Lastly I thought about the often relied on maxim that ‘cameras don’t lie’. I had never met these kids. What if they were hellions? (What if the musicians are assholes?) What if these kids were rude and mean and I didn’t like them? (What if I think the band sucks?) While a camera doesn’t lie, as a portrait photographer who is being commissioned by the parent, or being paid by the record label, I have to be prepared to.
Does this mean as a photographer, I trade a few bucks for my moral standing? Hardly. And anybody who has been even one time around their own block knows it is never so black and white. But more to the point, if I want to keep my conscious even cleaner than my CMOS chip, I have to learn to find ways to genuinely admire and respect the people I photograph. I have to find a way to be truly interested in them, if not in the same way their parents or their management is, then at least in some way for my own sake, if I am to be a genuine photographer whose images I can believe in, and whose viewers can sense honest reverence in their creation.
Ultimately, this is a character trait that is in some people and other’s not, regardless of their pursuits as a photographer or any other occupation. I am lucky that I can find enjoyment in meeting most people and find merit and an education in a variety of people, from taxidermists to summer camp councilors. I am far from knowing it all when it comes to photography, and I think any success I have made with portraiture comes not from any technique but in finding an honest and palpable reverence for, and connection with, the people I take pictures of.
Footnote: It was an easy shoot. The kids were great and beautiful. It was easy to like them and they were a blast to work with, and Kelly and Kendall had the utmost trust in me to make images as I saw fit.
Damn! That’s some good work. Can’t wait to see more.

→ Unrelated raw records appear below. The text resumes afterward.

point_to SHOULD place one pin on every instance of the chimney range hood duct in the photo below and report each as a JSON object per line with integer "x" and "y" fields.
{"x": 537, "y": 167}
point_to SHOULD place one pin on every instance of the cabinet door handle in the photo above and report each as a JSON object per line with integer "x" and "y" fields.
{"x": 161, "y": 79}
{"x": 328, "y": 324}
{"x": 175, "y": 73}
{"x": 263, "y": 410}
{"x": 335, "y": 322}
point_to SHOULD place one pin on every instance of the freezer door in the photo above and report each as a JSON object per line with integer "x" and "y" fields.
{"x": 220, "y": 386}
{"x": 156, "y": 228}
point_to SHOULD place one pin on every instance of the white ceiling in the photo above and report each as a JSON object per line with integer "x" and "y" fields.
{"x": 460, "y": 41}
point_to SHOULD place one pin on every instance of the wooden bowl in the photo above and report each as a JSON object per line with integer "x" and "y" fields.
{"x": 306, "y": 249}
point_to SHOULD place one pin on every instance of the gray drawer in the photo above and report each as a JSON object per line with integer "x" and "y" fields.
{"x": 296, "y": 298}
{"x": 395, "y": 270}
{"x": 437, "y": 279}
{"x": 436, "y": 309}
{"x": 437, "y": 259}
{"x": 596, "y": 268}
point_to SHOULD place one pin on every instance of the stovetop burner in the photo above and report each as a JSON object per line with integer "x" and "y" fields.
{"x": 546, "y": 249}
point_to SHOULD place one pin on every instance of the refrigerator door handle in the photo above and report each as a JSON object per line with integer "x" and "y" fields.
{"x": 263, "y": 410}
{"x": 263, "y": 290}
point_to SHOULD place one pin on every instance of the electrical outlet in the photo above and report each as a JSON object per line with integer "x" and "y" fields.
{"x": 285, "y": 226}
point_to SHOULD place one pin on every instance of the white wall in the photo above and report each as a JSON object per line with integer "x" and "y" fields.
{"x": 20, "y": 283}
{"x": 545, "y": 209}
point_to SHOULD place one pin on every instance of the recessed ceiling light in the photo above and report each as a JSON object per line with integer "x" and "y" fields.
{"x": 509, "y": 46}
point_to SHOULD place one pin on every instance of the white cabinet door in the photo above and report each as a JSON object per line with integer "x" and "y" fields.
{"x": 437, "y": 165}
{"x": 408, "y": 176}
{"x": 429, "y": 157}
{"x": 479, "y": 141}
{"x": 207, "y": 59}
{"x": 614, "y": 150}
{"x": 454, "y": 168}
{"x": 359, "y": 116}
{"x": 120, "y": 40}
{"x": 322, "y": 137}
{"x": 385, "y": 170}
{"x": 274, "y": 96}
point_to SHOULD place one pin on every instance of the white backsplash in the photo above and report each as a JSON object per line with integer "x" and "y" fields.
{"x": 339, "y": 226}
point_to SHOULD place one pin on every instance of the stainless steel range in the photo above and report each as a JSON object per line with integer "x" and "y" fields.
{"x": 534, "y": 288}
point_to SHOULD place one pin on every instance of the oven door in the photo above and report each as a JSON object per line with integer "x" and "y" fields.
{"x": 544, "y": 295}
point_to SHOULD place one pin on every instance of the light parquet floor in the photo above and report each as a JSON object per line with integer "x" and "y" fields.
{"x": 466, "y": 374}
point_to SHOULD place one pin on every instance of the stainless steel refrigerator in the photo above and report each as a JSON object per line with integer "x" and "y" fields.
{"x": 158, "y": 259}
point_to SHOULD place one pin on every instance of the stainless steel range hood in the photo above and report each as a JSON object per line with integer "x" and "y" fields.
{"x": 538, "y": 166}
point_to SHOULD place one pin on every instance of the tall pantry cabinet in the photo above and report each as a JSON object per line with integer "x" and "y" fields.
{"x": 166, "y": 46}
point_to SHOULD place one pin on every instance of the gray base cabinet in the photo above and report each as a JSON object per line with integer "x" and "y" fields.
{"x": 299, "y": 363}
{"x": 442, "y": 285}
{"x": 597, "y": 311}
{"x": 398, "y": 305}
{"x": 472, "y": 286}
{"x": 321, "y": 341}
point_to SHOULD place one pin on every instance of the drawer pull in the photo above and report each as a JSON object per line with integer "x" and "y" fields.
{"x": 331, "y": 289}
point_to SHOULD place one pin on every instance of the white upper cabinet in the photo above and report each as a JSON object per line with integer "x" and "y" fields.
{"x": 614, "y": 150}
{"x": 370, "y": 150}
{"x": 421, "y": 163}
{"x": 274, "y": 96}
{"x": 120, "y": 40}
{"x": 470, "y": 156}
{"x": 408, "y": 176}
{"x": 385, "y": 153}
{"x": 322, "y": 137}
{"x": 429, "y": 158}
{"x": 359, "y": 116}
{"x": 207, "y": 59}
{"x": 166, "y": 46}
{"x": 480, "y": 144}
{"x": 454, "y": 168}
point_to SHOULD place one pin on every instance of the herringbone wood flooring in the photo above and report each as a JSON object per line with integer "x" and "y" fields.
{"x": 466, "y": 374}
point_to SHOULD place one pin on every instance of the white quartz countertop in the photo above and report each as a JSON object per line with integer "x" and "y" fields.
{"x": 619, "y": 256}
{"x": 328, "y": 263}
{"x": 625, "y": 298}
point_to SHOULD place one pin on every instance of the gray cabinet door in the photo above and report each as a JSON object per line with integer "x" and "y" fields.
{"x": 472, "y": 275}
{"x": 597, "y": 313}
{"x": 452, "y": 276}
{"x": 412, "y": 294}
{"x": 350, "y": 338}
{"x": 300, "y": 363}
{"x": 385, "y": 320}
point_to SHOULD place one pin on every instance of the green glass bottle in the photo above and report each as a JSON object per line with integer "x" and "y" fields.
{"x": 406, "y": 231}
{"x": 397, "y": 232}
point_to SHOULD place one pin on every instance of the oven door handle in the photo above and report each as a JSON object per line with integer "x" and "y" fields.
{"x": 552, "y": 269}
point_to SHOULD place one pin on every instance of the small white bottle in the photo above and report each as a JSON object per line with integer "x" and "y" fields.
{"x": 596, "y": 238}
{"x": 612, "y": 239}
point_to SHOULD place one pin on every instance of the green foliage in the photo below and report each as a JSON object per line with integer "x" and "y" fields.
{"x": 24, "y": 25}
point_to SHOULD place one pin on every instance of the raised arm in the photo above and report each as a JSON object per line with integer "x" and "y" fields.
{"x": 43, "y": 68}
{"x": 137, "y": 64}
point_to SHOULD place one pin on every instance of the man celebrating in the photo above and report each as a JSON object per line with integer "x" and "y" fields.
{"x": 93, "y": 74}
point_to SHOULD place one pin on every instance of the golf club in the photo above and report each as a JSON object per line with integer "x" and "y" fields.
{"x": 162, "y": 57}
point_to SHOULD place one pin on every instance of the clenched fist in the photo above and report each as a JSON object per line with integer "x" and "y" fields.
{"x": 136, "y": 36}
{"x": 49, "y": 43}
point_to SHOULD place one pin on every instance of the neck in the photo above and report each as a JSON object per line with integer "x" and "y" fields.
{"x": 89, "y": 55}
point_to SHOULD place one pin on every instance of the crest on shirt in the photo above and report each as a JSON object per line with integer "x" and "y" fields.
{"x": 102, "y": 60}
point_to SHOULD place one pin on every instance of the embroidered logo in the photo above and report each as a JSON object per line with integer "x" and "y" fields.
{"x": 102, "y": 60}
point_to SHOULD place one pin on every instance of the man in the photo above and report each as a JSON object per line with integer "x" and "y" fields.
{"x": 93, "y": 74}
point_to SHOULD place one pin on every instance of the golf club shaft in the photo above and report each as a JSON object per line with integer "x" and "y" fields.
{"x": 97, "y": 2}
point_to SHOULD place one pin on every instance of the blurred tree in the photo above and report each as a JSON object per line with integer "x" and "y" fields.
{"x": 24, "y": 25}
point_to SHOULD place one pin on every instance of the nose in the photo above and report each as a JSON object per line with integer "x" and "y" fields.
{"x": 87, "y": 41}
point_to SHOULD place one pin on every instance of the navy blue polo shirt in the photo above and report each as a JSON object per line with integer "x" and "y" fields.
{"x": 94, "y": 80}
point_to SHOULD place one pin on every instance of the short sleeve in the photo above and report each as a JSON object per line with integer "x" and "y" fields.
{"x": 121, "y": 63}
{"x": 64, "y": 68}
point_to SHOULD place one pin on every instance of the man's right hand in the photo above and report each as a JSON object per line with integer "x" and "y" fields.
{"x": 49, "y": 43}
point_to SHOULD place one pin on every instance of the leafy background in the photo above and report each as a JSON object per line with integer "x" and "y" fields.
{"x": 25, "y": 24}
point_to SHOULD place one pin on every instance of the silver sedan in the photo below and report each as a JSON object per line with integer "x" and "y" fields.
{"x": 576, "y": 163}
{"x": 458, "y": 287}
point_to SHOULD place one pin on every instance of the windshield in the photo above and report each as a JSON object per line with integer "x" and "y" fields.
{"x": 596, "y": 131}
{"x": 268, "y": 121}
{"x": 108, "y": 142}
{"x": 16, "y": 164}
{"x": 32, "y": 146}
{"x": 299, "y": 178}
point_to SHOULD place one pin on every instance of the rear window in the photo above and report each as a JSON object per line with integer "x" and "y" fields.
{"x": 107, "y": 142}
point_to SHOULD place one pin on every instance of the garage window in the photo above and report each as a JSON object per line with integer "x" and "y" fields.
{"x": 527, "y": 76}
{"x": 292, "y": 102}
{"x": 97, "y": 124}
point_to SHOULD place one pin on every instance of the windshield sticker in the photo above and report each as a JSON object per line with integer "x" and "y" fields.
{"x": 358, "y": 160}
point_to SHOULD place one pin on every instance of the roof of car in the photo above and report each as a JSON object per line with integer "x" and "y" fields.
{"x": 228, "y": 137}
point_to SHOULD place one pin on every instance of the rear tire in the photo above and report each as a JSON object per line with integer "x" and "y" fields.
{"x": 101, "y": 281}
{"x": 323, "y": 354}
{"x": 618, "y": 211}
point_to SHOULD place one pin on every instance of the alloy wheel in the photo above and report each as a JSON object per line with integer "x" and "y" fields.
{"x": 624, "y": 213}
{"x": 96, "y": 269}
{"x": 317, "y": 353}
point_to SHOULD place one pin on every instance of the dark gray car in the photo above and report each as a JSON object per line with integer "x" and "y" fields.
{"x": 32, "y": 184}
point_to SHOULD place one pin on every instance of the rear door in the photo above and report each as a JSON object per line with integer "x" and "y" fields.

Bias- indeed with the subject matter at hand. The blog post is thought provoking, as I hadn’t vastly considered your potential reservation in photographing children. I appreciate the opportunity to capture my children in a way where they chose what they wore, how their hair was done, how they would smile- or not. It is obvious you are good with people, and children are just people. I am grateful to you, and Kendall for these and the memory of this farm (mostly, I am glad they were not the assholes they can sometimes be) Thank you from the bottom of my heart. I too can’t wait to see more!